Originally published in the Insurance Post.

MGA-focused insurtech platform Bertie is expanding into the broker market.

Founder and CEO Luke Aitkins told Post that MGAs remain the company's bread and butter, adding: “We've moved into the broker market as well, because there are a lot of potential clients there. The system has been built so that we can do anything within the Lloyd's market.”

Aitkins said the team behind Bertie initially set out to simplify and speed up the placement process for MGAs and ended up looking at a range of existing solutions before compressing them down into what he claimed is the first end-to-end platform of its kind in the market.

“Rekeying is a real problem for the industry. A lot of data can be lost or made inaccurate by these manual processes which are changing things throughout the life cycle.”

— Luke Aitkins, Bertie

Bertie covers the process from submission ingestion to underwriting and pricing, issuing policy documents, cash-matching and producing bordereaux. It includes a pricing engine, the ability to work offline, and tax and regulatory support, and Aitkins stated that, while property and casualty is its main focus, any business lines can be written.

Bertie's main aim is to cut out the need for users to rekey information, instead using a single capture system so that underwriters only need to input data once.

Launch

Aitkins, who previously worked as chief technology officer for MGA Aspect, worked on Bertie for 18 months before officially launching the platform in March.

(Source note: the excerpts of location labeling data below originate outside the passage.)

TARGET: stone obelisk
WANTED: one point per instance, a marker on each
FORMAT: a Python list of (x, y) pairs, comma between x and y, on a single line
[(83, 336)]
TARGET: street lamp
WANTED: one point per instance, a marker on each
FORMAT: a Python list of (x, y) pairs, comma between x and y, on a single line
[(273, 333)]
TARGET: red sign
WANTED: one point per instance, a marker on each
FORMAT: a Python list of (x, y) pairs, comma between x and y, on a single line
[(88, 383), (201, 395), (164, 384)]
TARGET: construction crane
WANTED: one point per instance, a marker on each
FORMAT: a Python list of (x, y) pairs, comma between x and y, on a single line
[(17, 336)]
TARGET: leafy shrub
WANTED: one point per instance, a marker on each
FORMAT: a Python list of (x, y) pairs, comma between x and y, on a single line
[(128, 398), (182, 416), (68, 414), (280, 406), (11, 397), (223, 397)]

“The response has been great,” he said. “We have been targeting the smaller end of the MGA market and are now starting to move into larger players as well.”

Aitkins explained that the platform was in a testing phase for about 12 months ahead of the launch, with the team tackling a number of “unexpected roadblocks” and hurdles.

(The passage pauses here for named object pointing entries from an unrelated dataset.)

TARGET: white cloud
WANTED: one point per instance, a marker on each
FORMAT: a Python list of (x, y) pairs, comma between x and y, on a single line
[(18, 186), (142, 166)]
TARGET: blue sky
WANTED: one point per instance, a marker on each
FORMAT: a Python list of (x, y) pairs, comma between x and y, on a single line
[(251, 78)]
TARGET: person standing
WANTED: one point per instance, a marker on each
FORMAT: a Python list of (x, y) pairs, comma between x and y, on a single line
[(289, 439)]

“The tax systems in particular can be challenging, especially as you start putting business through into Europe, where everyone has their own different rules and regulations. That's part of the burden we can now take off MGAs, because when they're moving into new areas, we already have a system that works and is tried and tested.”

Bertie is based on public information around how the Lloyd's market operates, including the Core Data Record and Market Reform Contract. Aitkins said it also follows the standard industry best practices within financial services, and used some of the learnings from Blueprint Two, which was shelved by Lloyd's earlier this year.

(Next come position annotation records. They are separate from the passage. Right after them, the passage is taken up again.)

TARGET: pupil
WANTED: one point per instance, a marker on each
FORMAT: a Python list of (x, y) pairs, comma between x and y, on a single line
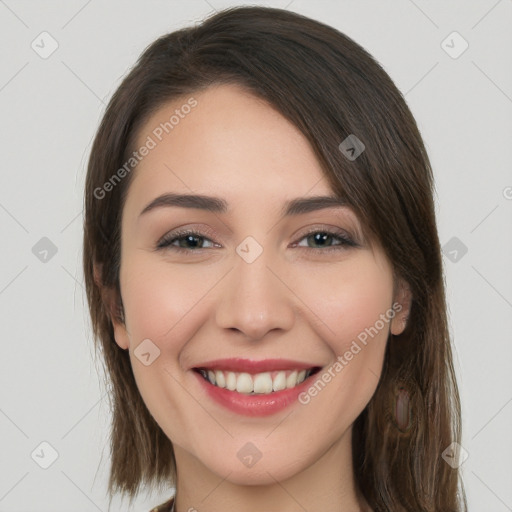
[(191, 239), (321, 237)]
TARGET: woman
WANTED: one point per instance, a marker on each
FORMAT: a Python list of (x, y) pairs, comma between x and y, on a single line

At the time of the launch, the company said it wanted to disrupt the MGA market. Asked how Bertie was planning to do this in practice, Aitkins said: “We want to allow companies to offer the absolute best service they can and these things can often only really be done by improving the operating systems in place and reducing the cost of processing, so that they can then offer their premiums at the lower rate as well. Anything we can do to improve the system makes a difference.”

He noted that the business is not in an “aggressive rush to scale up quickly”, instead focusing on “taking on the right clients”.

Aitkins further argued that there is a lot of opportunity for innovative businesses in the insurtech space at the moment. “It's important that the industry starts to adopt better digitisation, which I think everyone's very aware of,” he concluded.